Suppose I have a continuous differentiable surface such as the following:
$$f(x,z)=\sin(e^{2\pi+x^2+z^2}), \space\space\space x,z\in\mathbb{R}$$
As $x$ and $z$ become large, the function oscillates faster and faster. You can see that in the corners of this image:
Now suppose I only evaluate $f$ at some grid of points instead of the whole plane. In other words, at:
$$x,z\in{\bigcup_{k=0,\space 2n}\{r(k-n)\}}\space\space n\in\mathbb{N}\space\space r\in(0,\infty)$$
for some given $n$ and $r$. These points are evenly spaced apart on the $xz$ plane, but as $f$ oscillates more and more, the height of the points becomes less predictable (visually).
Now suppose I fit a smooth function $g$ to those points.

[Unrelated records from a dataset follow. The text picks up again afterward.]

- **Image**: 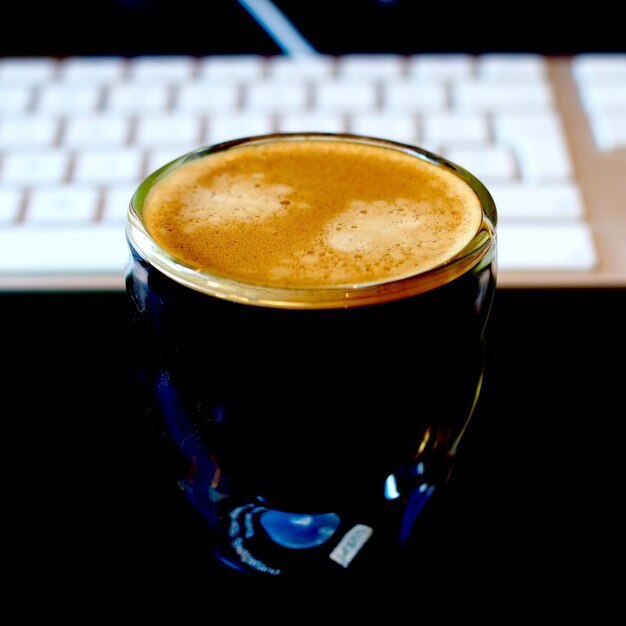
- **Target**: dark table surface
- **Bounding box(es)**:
[0,290,626,607]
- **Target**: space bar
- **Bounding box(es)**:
[0,225,129,277]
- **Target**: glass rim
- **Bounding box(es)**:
[126,132,497,309]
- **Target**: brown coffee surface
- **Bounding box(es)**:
[142,139,482,288]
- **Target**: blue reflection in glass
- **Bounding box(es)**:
[260,510,341,550]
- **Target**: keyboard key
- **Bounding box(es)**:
[204,112,274,144]
[0,225,129,272]
[105,83,170,114]
[451,79,553,111]
[337,54,404,81]
[313,80,378,113]
[176,82,240,113]
[244,81,308,113]
[381,81,448,113]
[0,186,23,226]
[101,185,137,224]
[0,115,59,150]
[0,57,56,85]
[444,146,517,186]
[476,53,547,81]
[26,185,98,227]
[267,55,334,81]
[422,113,489,146]
[135,114,201,147]
[498,222,597,271]
[350,112,419,144]
[37,84,102,115]
[73,148,143,184]
[0,149,69,185]
[59,56,125,84]
[0,83,33,114]
[518,136,574,181]
[278,111,346,133]
[489,181,584,223]
[199,55,264,82]
[128,55,195,83]
[591,112,626,151]
[408,54,474,82]
[63,113,130,148]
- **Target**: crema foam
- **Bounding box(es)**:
[142,139,483,288]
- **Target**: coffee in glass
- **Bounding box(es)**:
[127,133,496,577]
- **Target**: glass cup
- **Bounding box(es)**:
[127,133,496,578]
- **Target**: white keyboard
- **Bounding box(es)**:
[0,54,626,289]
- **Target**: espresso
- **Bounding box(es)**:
[127,135,496,581]
[142,140,482,288]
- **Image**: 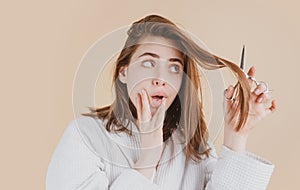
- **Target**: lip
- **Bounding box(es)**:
[150,91,168,98]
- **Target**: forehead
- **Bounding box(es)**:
[132,36,182,59]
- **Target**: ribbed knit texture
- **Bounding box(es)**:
[46,117,274,190]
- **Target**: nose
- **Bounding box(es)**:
[152,79,166,86]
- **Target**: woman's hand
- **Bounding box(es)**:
[224,67,276,152]
[134,90,166,178]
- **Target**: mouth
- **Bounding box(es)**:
[150,94,167,108]
[151,96,164,100]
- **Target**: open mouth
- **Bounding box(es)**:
[150,95,166,108]
[151,96,164,100]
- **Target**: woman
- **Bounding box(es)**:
[47,15,276,190]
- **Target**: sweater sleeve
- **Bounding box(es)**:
[46,121,159,190]
[205,145,274,190]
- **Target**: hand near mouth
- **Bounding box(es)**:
[134,90,166,178]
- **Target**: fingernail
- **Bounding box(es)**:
[254,88,260,95]
[257,97,262,103]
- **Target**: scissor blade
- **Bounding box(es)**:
[240,45,245,71]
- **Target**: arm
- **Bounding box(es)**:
[206,67,276,190]
[205,146,274,190]
[46,121,158,190]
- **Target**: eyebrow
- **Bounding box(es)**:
[139,52,183,65]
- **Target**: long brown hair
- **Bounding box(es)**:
[83,15,250,162]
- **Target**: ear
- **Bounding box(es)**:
[119,66,127,84]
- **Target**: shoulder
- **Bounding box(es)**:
[62,116,109,156]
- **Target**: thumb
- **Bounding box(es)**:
[224,85,235,113]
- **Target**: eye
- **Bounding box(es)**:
[170,65,180,73]
[142,60,155,67]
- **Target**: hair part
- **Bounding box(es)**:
[82,15,250,162]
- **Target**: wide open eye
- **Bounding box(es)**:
[142,60,155,67]
[170,65,180,73]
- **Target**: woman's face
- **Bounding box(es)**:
[120,36,184,115]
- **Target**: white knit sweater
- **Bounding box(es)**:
[46,117,274,190]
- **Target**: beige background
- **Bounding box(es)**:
[0,0,300,190]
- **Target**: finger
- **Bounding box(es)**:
[224,85,234,113]
[266,100,277,115]
[135,93,142,122]
[141,89,151,122]
[255,93,271,103]
[153,98,166,128]
[253,83,267,96]
[247,66,256,77]
[247,66,256,86]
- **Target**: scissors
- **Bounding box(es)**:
[228,45,272,100]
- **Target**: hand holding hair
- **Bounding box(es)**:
[224,67,276,152]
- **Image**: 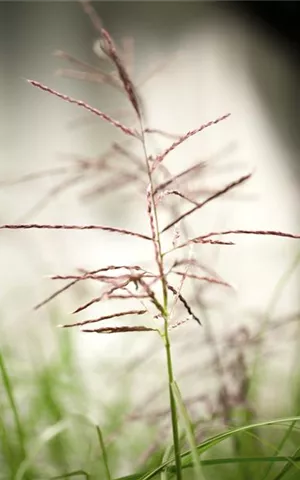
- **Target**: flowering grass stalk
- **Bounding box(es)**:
[0,0,300,480]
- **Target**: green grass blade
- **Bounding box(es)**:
[171,382,204,480]
[0,352,26,459]
[140,416,300,480]
[49,470,90,480]
[274,447,300,480]
[96,425,112,480]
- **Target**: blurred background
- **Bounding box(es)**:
[0,0,300,479]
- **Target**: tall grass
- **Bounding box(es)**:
[0,1,300,480]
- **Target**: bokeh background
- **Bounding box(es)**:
[0,0,300,478]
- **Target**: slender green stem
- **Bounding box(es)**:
[140,118,182,480]
[164,316,182,480]
[96,425,112,480]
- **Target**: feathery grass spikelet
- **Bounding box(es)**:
[58,310,147,328]
[152,113,230,170]
[101,28,141,119]
[27,79,138,138]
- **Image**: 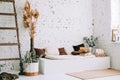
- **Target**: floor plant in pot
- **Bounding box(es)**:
[22,0,39,76]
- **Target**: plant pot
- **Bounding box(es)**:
[24,62,39,76]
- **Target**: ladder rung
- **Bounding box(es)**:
[0,27,17,30]
[0,13,16,16]
[0,58,20,61]
[0,43,19,46]
[0,0,14,2]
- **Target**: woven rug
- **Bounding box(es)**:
[68,69,120,80]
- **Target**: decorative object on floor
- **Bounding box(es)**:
[0,72,19,80]
[23,0,39,76]
[83,35,98,53]
[19,60,24,75]
[68,69,120,80]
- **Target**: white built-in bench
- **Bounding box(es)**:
[40,57,110,74]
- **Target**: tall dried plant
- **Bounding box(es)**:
[23,0,39,38]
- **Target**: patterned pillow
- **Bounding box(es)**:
[34,48,46,58]
[73,44,84,51]
[58,48,67,55]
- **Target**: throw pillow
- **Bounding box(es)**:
[58,48,67,55]
[45,46,59,55]
[73,44,84,51]
[34,48,46,58]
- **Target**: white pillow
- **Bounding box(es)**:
[65,46,74,55]
[45,47,59,55]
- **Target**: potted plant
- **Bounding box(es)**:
[83,35,98,53]
[22,0,39,76]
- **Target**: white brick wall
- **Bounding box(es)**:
[0,0,93,70]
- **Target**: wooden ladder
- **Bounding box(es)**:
[0,0,21,61]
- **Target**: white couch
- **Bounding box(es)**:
[39,56,110,74]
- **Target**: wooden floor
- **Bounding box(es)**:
[18,74,120,80]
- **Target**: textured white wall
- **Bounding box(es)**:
[1,0,93,70]
[16,0,93,54]
[93,0,120,69]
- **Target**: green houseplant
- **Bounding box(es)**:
[22,0,39,76]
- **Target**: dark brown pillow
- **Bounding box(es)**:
[34,48,46,58]
[58,48,67,55]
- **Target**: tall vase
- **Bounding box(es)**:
[89,47,94,54]
[30,38,36,62]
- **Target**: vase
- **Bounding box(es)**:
[89,47,94,54]
[29,38,36,59]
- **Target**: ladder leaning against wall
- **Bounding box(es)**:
[0,0,21,61]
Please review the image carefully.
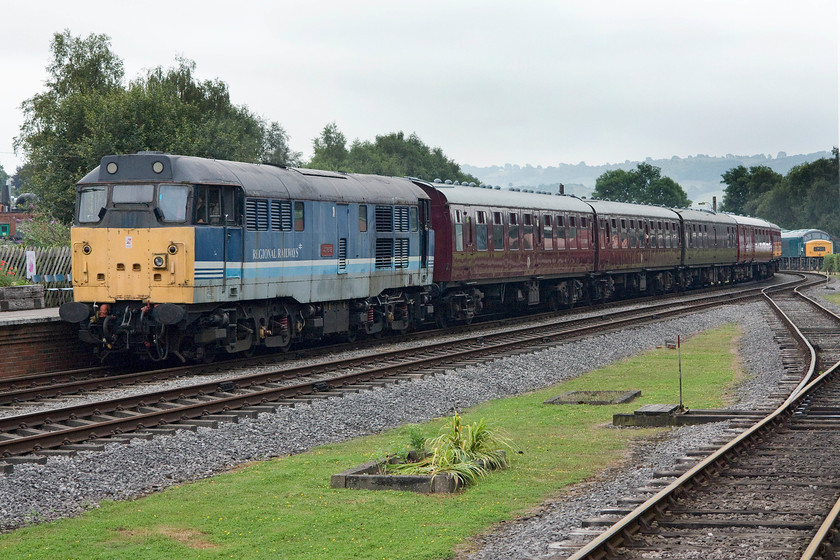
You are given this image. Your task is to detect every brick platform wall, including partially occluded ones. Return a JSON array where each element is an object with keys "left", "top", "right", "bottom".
[{"left": 0, "top": 322, "right": 98, "bottom": 377}]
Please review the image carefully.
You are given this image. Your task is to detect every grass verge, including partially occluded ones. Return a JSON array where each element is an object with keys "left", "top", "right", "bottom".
[{"left": 0, "top": 325, "right": 740, "bottom": 560}]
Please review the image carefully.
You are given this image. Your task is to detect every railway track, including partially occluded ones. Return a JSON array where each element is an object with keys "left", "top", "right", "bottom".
[
  {"left": 0, "top": 274, "right": 801, "bottom": 461},
  {"left": 0, "top": 276, "right": 790, "bottom": 406},
  {"left": 557, "top": 276, "right": 840, "bottom": 560}
]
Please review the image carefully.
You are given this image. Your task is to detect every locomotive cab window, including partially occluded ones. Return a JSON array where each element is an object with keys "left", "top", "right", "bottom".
[
  {"left": 78, "top": 187, "right": 108, "bottom": 224},
  {"left": 157, "top": 185, "right": 190, "bottom": 222},
  {"left": 294, "top": 202, "right": 304, "bottom": 231},
  {"left": 359, "top": 204, "right": 367, "bottom": 232}
]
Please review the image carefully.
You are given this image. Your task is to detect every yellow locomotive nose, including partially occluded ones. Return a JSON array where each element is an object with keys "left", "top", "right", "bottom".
[{"left": 71, "top": 227, "right": 195, "bottom": 303}]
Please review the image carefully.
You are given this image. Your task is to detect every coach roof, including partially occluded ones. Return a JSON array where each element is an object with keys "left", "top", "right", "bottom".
[
  {"left": 430, "top": 183, "right": 592, "bottom": 214},
  {"left": 79, "top": 152, "right": 428, "bottom": 204},
  {"left": 587, "top": 200, "right": 679, "bottom": 220}
]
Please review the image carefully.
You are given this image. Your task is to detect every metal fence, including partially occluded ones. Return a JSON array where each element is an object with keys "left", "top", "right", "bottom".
[{"left": 0, "top": 245, "right": 73, "bottom": 307}]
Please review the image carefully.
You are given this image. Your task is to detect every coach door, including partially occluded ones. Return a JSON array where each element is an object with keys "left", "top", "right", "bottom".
[{"left": 335, "top": 204, "right": 350, "bottom": 274}]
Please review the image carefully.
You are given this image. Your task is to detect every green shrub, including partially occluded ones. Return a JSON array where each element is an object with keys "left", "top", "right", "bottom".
[{"left": 386, "top": 413, "right": 510, "bottom": 486}]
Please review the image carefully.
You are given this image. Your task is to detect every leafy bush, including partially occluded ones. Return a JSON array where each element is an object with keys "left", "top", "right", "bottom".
[
  {"left": 0, "top": 261, "right": 27, "bottom": 288},
  {"left": 386, "top": 413, "right": 510, "bottom": 486},
  {"left": 17, "top": 214, "right": 70, "bottom": 247}
]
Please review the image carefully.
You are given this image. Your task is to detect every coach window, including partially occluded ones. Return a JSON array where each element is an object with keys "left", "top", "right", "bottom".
[
  {"left": 408, "top": 206, "right": 420, "bottom": 231},
  {"left": 543, "top": 215, "right": 554, "bottom": 251},
  {"left": 556, "top": 214, "right": 566, "bottom": 251},
  {"left": 359, "top": 204, "right": 367, "bottom": 232},
  {"left": 455, "top": 210, "right": 464, "bottom": 251},
  {"left": 79, "top": 187, "right": 108, "bottom": 224},
  {"left": 157, "top": 185, "right": 189, "bottom": 222},
  {"left": 475, "top": 210, "right": 487, "bottom": 251},
  {"left": 493, "top": 212, "right": 505, "bottom": 251},
  {"left": 522, "top": 214, "right": 534, "bottom": 251},
  {"left": 294, "top": 202, "right": 304, "bottom": 231},
  {"left": 580, "top": 218, "right": 592, "bottom": 249},
  {"left": 508, "top": 212, "right": 519, "bottom": 251}
]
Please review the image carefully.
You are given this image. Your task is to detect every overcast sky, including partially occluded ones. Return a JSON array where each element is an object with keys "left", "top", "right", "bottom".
[{"left": 0, "top": 0, "right": 840, "bottom": 173}]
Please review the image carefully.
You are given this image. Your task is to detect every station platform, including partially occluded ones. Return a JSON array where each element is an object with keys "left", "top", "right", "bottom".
[
  {"left": 0, "top": 307, "right": 97, "bottom": 377},
  {"left": 0, "top": 307, "right": 61, "bottom": 327}
]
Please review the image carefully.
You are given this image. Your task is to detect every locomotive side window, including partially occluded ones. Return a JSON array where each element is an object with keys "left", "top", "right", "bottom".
[
  {"left": 475, "top": 210, "right": 487, "bottom": 251},
  {"left": 157, "top": 185, "right": 190, "bottom": 222},
  {"left": 243, "top": 199, "right": 269, "bottom": 231},
  {"left": 408, "top": 206, "right": 420, "bottom": 231},
  {"left": 271, "top": 200, "right": 292, "bottom": 231},
  {"left": 295, "top": 202, "right": 303, "bottom": 231},
  {"left": 359, "top": 204, "right": 367, "bottom": 232},
  {"left": 493, "top": 212, "right": 505, "bottom": 251},
  {"left": 207, "top": 187, "right": 222, "bottom": 226},
  {"left": 394, "top": 206, "right": 409, "bottom": 232},
  {"left": 508, "top": 212, "right": 519, "bottom": 251},
  {"left": 196, "top": 185, "right": 238, "bottom": 225},
  {"left": 79, "top": 187, "right": 108, "bottom": 224},
  {"left": 376, "top": 206, "right": 394, "bottom": 233}
]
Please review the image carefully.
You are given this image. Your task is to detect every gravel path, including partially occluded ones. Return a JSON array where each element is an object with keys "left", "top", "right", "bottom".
[{"left": 0, "top": 303, "right": 782, "bottom": 559}]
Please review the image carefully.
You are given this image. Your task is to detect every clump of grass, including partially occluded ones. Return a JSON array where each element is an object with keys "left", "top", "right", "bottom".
[{"left": 385, "top": 413, "right": 511, "bottom": 487}]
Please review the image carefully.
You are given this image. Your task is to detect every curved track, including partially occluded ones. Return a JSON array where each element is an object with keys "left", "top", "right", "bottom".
[
  {"left": 556, "top": 274, "right": 840, "bottom": 560},
  {"left": 0, "top": 274, "right": 800, "bottom": 456}
]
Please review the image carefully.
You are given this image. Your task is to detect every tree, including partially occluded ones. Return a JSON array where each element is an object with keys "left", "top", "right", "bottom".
[
  {"left": 260, "top": 122, "right": 303, "bottom": 167},
  {"left": 15, "top": 31, "right": 300, "bottom": 222},
  {"left": 592, "top": 163, "right": 691, "bottom": 208},
  {"left": 720, "top": 165, "right": 782, "bottom": 215},
  {"left": 307, "top": 122, "right": 479, "bottom": 183},
  {"left": 307, "top": 122, "right": 349, "bottom": 171},
  {"left": 722, "top": 148, "right": 840, "bottom": 237}
]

Here's an animation showing how as I increase $n$, $g$ changes. You can see how sensitive it is near the edges: https://youtu.be/HtH3YCqR-Pw
Is there a name for the set of functions that $g$ belongs to (a set of functions that smoothly interpolate through a set of points)? I'm not really sure what I would call it. Would $g$ be "a smooth continuous interpolation of a uniform discrete sampling of $f$?" I don't think that sounds right since it implies the points $f$ was evaluated at are random. But I'm not really sure what else to call it.